In this segment, Dr Maron and Dr Masri dissect the historical standard of care for symptomatic obstructive HCM, centered on beta-blockers and nondihydropyridine calcium channel blockers as first-line drugs, with disopyramide often used as an adjunct. Masri notes that the evidence base for these agents has been largely constrained to expert consensus and small, non–multicenter trials. Mechanistically, these drugs act “outside the sarcomere,” aiming to blunt heart rate and contractility without directly correcting the primary sarcomeric hypercontractile defect that characterizes HCM.

Despite long-standing clinical use, Maron characterizes the efficacy of beta-blockers and calcium channel blockers as suboptimal, particularly with respect to robust, consistent LVOT gradient reduction at rest and with provocation. Disopyramide offers somewhat greater gradient lowering but is limited by anticholinergic adverse effects, tolerability concerns, and attenuated effectiveness over time. Consequently, a substantial subset of patients remains symptomatic, with incomplete relief of obstruction or inability to tolerate adequate dosing.

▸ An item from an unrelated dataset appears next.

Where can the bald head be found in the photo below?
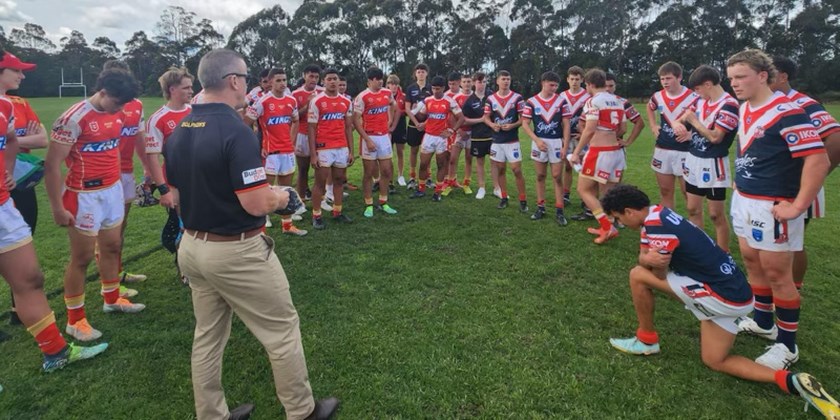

The faculty also discuss invasive options, including surgical septal myectomy and alcohol septal ablation, which have demonstrated excellent outcomes when performed at experienced high-volume centers. However, as Masri highlights, the global availability of truly expert centers and surgeons is limited, and referral patterns are often delayed or misaligned with symptom severity. The combined limitations of pharmacologic agents and restricted access to septal reduction therapies contributed to chronic under-treatment and clearly defined the unmet need that ultimately drove development of sarcomere-directed myosin inhibition.